Thursday, July 24, 2014

Islamists planning imminent attack in Norway: police

From left, Anders Anundsen, Norway's minister of justice and public security, Benedicte Bjoernland, head of the Police Security Service, PST, and Vidar Refvik, head of the police force, hold a news conference in Oslo July 24, 2014. An Islamist militant group with ties to Syria may be planning an attack in Norway, possibly within the coming days, Bjoernland said on Thursday.
           
 
OSLO (Reuters) - Militant Islamists with fighting experience in Syria may be planning an attack in Norway in the coming days, police said on Thursday, as they deployed armed units at borders, airports and railway stations.
 
A small group of Norway-based militants who have gained combat experience in conflicts around the globe have become the biggest threat to the Nordic nation and up to 50 have traveled to Syria in recent years, police said.

"We have information indicating that a terrorist action against Norway is planned to be carried out shortly, probably within days," Benedicte Bjoernland, the director of the Police Security Service, the police's intelligence unit, said.

She said police had no information about the target or the nature of the planned attack so armed police, an unusual sight in Norway, would be deployed in places considered high risk.
Prime Minister Erna Solberg, who was informed of the threat late on Wednesday, delayed her holiday plans and would stay in Oslo while police mobilized both uniformed and undercover units, summoning many off-duty officers to work.

"It's most likely that there are foreign fighters involved, in which case we are talking about a small group, considering our knowledge of groups in Syria," Atle Mesoey, a security researcher at Norwegian University of Life Sciences, said.

"If police come out into the public with such a threat, it is highly credible, clearly," he said.
Neighboring Sweden and Denmark said they were not raising their own threat assessment but highlighted the broader and growing risk from Islamist militants.

Denmark said it estimated more than 100 of its nationals have left for Syria. Sweden has said its biggest security threat comes from around 200 Islamists who could become involved in militant attacks, including young people radicalized after fighting in Syria.
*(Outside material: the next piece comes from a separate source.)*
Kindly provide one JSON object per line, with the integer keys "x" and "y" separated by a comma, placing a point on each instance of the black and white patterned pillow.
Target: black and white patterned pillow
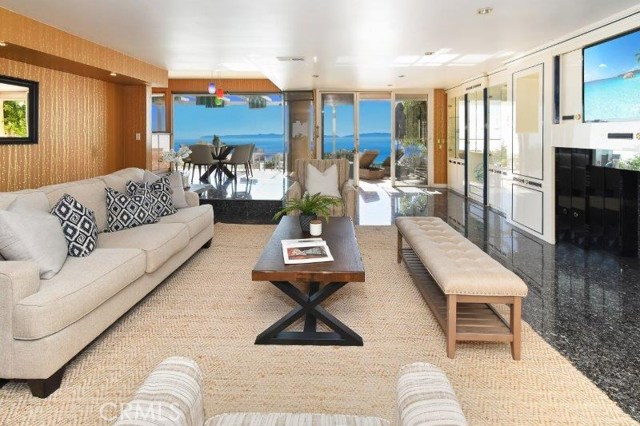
{"x": 78, "y": 226}
{"x": 128, "y": 211}
{"x": 159, "y": 191}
A botched suicide bomb attack four years ago in Stockholm and the conviction in 2012 of three Swedes for plotting to kill people at a Danish newspaper after it published cartoons of the Prophet Mohammad in 2005 have shown the Nordic countries are not immune to attacks.

Norway's biggest peacetime attack came three years ago when Anders Behring Breivik killed 77 people, mostly teenagers, at a youth camp, in a bombing and gun attack. Breivik said the attack was a fight against Muslim immigration.

NATO-member Norway has been working to clamp down on militant activity. In May it arrested three people suspected of aiding the Islamic State in Iraq and the Levant, an al Qaeda offshoot fighting in Iraq and Syria that now styles itself Islamic State.